The 2012 team has a more consistent running attack, leading to greater offensive balance. In 2007, Laurence Maroney provided an occasional relief from the New England passing attack -- he finished with a career-best 835 yards and six touchdowns on 185 carries, a respectable 4.5 yards per carry. But through five games, Stevan Ridley is more than halfway there with 490 yards and four touchdowns. (That would put him on pace to finish the season with 1,568 rushing yards.) And with Brandon Bolden, Danny Woodhead and Shane Vereen continuing to work in complementary roles (Bolden would appear to be a safe bet to crack 500 yards), it would seem evident that the Patriots would have no problem breaking the 2007 mark of 1,849 rushing records as a team. That run-pass balance has played a large role in their success.
“Balance is good as long, as that’s the best thing for you to do to try to win the game and be successful,” said Patriots offensive coordinator Josh McDaniels. “But the last so many weeks -- and really all year -- we’ve been in the game or been ahead in the game and have had the ability to maintain our run-pass balance if you will. Again, we go into each week trying to figure out what the best way to play the game is and hopefully we choose a plan that will give our guys the best opportunity to be successful and so far I think that being balanced has been part of that formula.”

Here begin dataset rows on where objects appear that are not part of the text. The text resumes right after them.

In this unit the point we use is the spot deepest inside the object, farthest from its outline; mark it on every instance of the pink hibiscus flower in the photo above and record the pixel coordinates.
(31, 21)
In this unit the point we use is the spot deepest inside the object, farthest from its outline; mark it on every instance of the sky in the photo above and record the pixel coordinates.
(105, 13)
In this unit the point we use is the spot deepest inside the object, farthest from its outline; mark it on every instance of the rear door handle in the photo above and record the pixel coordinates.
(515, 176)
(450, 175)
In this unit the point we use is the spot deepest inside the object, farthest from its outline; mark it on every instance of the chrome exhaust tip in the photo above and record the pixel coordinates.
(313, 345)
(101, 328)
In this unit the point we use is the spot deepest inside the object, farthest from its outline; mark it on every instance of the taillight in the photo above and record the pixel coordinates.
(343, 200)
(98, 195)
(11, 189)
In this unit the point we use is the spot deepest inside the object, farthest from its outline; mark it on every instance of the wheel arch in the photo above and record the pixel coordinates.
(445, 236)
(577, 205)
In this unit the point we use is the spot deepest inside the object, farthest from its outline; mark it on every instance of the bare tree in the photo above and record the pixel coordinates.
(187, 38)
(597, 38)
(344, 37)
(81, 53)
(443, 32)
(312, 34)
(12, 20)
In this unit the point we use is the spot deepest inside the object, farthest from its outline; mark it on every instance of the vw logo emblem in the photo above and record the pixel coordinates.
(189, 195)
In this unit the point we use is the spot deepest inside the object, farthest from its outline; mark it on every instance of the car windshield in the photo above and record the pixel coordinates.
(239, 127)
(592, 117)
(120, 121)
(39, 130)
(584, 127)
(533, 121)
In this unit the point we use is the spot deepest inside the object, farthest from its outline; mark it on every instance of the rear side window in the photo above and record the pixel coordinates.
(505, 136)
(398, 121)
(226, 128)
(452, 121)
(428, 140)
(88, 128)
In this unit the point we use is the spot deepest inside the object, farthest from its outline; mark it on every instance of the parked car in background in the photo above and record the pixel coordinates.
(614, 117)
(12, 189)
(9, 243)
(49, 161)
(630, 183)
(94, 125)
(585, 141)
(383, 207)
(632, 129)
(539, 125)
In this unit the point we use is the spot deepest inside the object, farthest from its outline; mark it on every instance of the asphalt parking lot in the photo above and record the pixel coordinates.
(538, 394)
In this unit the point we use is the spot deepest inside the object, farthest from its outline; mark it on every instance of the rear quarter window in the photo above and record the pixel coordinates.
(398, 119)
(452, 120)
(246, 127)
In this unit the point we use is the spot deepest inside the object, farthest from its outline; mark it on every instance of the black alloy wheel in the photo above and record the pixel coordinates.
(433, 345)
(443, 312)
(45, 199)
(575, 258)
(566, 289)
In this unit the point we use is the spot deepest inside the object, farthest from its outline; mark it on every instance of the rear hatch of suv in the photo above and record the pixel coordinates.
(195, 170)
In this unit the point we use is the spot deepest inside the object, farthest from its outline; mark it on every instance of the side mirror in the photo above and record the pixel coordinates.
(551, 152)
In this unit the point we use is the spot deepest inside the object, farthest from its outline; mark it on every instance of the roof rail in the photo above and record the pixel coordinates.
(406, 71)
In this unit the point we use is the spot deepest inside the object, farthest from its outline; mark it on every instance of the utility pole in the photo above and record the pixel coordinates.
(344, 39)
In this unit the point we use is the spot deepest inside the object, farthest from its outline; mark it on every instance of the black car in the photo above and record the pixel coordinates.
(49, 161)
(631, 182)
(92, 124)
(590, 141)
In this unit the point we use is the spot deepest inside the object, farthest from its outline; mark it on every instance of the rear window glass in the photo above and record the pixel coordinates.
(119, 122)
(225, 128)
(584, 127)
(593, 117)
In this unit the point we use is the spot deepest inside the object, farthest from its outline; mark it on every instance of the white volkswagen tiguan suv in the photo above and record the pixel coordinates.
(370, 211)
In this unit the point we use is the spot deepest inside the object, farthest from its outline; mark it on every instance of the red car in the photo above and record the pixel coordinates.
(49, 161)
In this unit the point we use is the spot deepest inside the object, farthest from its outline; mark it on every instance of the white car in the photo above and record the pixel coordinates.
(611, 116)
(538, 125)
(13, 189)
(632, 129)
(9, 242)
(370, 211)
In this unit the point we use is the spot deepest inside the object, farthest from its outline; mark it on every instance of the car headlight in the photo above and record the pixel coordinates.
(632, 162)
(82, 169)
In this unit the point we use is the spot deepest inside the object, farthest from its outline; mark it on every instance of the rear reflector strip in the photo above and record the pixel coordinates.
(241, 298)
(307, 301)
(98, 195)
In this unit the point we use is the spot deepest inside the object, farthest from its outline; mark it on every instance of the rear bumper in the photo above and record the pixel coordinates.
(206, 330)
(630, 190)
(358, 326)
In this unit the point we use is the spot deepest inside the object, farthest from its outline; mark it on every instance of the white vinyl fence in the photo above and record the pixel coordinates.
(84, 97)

This team has a greater ability to control the tempo than the 2007 team. Part of this feeds into the success of the running game, but it is also seen in their work in the no-huddle offense -- they have leaned heavily on the hurry-up over the first five week, using it an average of 33 percent over the course of the first five games. Their ability to keep opposing defenses on their toes and play at such a high speed distinguishes them from the 2007 team, and it also figures into their ability to keep drives moving. Over the first five games of the 2007 season, the New England offense averaged 26 first downs a game, with a high of 28 first downs in the season opener against the Jets. In 2012, the Patriots have averaged 30 first downs over the first five weeks of the season, with 35 in last week’s win over the Broncos. (If they maintain their pace of 30.2 first downs a game, they’ll finish with 483, shattering the NFL record of 416 set last year by the Saints and the club mark of 399.) Their late-game loss to the Ravens aside -- where they couldn’t close out Baltimore on the road -- this Patriots team does a better job of managing the game than the 2007 squad.
“I think the most important thing is that we’re doing something, whatever that is, if we choose to play fast, we’re doing something that we know how to execute ourselves,” McDaniels said. “I think everything starts with our own execution and our own ability for all 11 of us work on the same page on every play. Sometimes that seems to be better playing at the line of scrimmage and other times it’s much better playing from the huddle. I think there are probably a number of factors that could decide what you choose to do each week, and we’ve kind of done both.”